SGSS is currently present in six countries (France, Luxembourg, Spain, Italy, Germany and UK and Ireland) and has been forced to increase its data management budget over recent years in order to accommodate the increase in the number of securities with which it deals. Over the last six years, the firm has moved from dealing with 22,000 securities to around 100,000 and from dealing with one million data fields to 100 million, continues Rose.
“Getting the data is relatively cheap compared to the process of cleaning the data up in order to able to use it,” he explains. “Budget declines have meant that no one wants to pay for that extra data or the extra processes required to improve data quality.”
The data departments of financial institutions such as SGSS are therefore being challenged to do more with smaller budgets and deal with the fallout of intense M&A activity that has left firms with even greater silos to overcome. There is also pressure to deal with the gaps in analytics that have emerged as a result of a greater focus on risk management and new compliance requirements from the regulatory community.
Rose reckons there is little to no quality in the data firms receive from vendors: “ISIN codes seem to require the least amount of data scrubbing but even they can be wrong. Once firms understand that there is no quality in this data then they can work together to tackle the problem.”

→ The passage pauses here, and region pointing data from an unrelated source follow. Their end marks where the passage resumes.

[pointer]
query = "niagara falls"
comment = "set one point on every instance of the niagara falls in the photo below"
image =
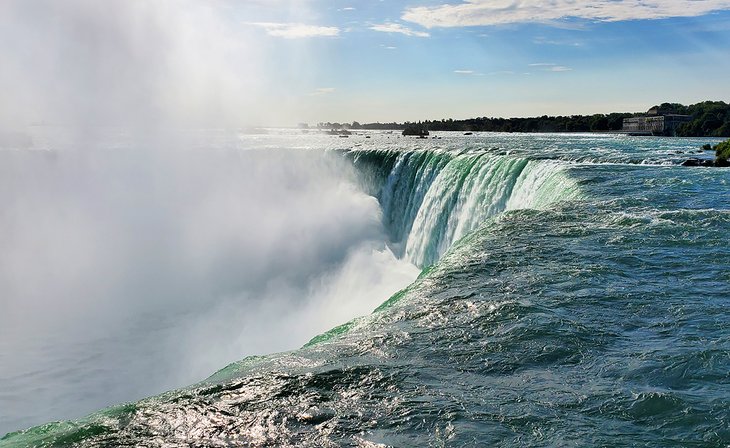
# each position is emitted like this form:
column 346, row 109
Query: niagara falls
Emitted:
column 373, row 224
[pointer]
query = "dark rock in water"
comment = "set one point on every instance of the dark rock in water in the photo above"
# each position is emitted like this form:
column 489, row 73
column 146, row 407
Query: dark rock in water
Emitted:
column 699, row 162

Controls and processes are needed to ensure data quality and this includes evaluations of vendors’ data coverage and reliability. “In meeting this challenge, banks need to recognise that data and not IT is the greatest asset,” says Rose. “Firms need to work closer with the end client to identify their data needs and get to know their providers. Renegotiation of contracts is not enough, first firms need to define how they work with these players and develop an organisational approach.” This needs to take into account how end clients are charged for data, as traditionally clients have not seen the cost of data management being included in firms’ pricing structures.

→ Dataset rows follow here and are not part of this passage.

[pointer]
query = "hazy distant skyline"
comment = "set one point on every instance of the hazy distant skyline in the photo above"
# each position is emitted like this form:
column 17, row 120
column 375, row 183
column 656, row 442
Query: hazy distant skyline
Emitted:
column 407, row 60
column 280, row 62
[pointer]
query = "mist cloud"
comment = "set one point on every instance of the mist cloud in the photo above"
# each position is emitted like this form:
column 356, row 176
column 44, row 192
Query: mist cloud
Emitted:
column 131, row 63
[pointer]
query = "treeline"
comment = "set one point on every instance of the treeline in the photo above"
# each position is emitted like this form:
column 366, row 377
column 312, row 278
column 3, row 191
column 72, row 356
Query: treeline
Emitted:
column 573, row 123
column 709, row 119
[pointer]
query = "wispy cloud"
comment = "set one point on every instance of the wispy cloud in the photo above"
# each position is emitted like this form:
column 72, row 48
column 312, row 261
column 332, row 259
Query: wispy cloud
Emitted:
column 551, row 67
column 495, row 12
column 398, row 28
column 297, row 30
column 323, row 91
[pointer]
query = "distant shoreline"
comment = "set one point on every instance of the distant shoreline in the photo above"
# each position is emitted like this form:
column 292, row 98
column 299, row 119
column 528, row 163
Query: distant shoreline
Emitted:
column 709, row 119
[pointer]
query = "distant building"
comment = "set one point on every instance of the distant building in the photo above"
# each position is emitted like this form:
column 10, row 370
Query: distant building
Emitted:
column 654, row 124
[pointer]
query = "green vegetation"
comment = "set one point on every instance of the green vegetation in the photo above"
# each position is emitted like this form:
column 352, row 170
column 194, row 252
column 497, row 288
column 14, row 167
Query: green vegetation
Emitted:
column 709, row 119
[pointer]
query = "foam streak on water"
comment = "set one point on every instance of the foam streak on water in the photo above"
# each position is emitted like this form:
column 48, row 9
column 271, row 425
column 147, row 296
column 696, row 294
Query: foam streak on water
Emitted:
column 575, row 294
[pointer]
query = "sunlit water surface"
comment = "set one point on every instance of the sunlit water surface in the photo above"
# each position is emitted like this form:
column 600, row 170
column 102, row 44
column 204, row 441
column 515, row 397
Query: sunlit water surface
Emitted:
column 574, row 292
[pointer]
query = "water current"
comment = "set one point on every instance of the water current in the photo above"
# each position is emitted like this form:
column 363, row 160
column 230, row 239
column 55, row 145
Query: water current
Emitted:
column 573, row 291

This has been an issue in the recent negotiations with Bloomberg, which was planning to introduce a new SPA contract structure at the start of this year. The changes would have meant fund administrators would need to pay for end client usage of the data rather than just for their own usage. This would significantly increase the costs for fund administrators but would be difficult to pass on to end clients, according to Cossiom.
Data vendors are certainly in for a tough time again this year. Rose suggests that rather than KYC, the focus for this year should be “know your provider”, including their coverage, solutions proposals and general market opinion on the vendor. “There are ratings for issuers, why not for providers?”